Im Sprintrennen am Sonntag (11.10 Uhr) kann Schumacher nachlegen, aufgrund der Reverse-Grid-Regel muss der 21-Jährige dies allerdings von Startplatz acht tun.

Schumacher bringt sich in Formel-1-Position

Mit seinen starken Vorstellungen der letzten Wochen bringt sich Schumacher auch in Position für einen möglichen Aufstieg in die Motorsport-Königsklasse. Zumindest Testfahrten für Alfa Romeo wurden dem Ferrari-Nachwuchsfahrer zuletzt in Aussicht gestellt.
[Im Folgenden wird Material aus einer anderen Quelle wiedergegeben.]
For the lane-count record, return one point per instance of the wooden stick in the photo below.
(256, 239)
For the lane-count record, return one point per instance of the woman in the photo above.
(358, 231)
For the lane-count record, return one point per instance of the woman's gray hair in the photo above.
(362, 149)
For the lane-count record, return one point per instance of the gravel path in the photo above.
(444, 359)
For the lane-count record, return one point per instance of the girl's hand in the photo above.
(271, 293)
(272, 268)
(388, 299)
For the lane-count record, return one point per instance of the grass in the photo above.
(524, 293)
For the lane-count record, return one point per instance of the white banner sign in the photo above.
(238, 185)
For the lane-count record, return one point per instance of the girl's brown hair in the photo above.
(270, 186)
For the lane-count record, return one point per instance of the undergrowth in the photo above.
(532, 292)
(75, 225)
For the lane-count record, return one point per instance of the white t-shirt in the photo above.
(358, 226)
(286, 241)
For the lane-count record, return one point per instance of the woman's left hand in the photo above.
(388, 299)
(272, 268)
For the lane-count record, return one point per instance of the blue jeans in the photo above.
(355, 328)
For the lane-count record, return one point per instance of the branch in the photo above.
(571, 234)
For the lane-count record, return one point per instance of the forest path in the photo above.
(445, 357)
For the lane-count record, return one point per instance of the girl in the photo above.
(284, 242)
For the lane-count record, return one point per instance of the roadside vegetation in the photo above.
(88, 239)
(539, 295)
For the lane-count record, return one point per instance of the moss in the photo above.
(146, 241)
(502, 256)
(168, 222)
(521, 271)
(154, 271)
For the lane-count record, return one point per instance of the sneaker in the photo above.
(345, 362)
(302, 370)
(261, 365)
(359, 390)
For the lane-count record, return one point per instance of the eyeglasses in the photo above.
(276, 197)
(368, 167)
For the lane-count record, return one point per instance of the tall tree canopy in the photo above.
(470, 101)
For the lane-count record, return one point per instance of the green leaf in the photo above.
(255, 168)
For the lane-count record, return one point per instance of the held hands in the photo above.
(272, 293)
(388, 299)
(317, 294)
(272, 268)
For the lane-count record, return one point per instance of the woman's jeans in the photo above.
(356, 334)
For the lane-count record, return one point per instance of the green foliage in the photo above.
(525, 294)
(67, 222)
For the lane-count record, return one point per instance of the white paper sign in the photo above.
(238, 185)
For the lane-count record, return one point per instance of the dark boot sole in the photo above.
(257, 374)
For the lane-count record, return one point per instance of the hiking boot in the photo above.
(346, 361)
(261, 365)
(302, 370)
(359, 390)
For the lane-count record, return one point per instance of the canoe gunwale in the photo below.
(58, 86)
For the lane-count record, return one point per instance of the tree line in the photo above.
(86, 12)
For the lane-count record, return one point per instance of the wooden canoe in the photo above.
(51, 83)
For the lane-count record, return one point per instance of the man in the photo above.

Binotto hatte erst am Freitag den Konkurrenzkampf um ein mögliches Formel-1-Cockpit zwischen den drei Ferrari-Junioren Schumacher, Schwarzman und Ilott angeheizt. "Ich glaube, Robert, Callum und Mick tun alles und zeigen Fortschritte im Vergleich zum letzten Jahr. Ich denke, die zweite Saisonhälfte wird wichtig sein", sagte der Ferrari-Teamchef. Für ihn seien dabei nicht nur die reinen Ergebnisse, sondern in gleichem Maße "die Entwicklung" entscheidend.

Beim Ferrari-Motorkunden Alfa Romeo ist noch kein Fahrer für die Saison 2021 bestätigt, die Verträge von Ex-Weltmeister Kimi Räikkönen (Finnland) und Antonio Giovinazzi (Italien) laufen aus. Bei Alfa Romeo empfahl sich Charles Leclerc durch starke Leistungen in der Saison 2018 für den Aufstieg zu Ferrari.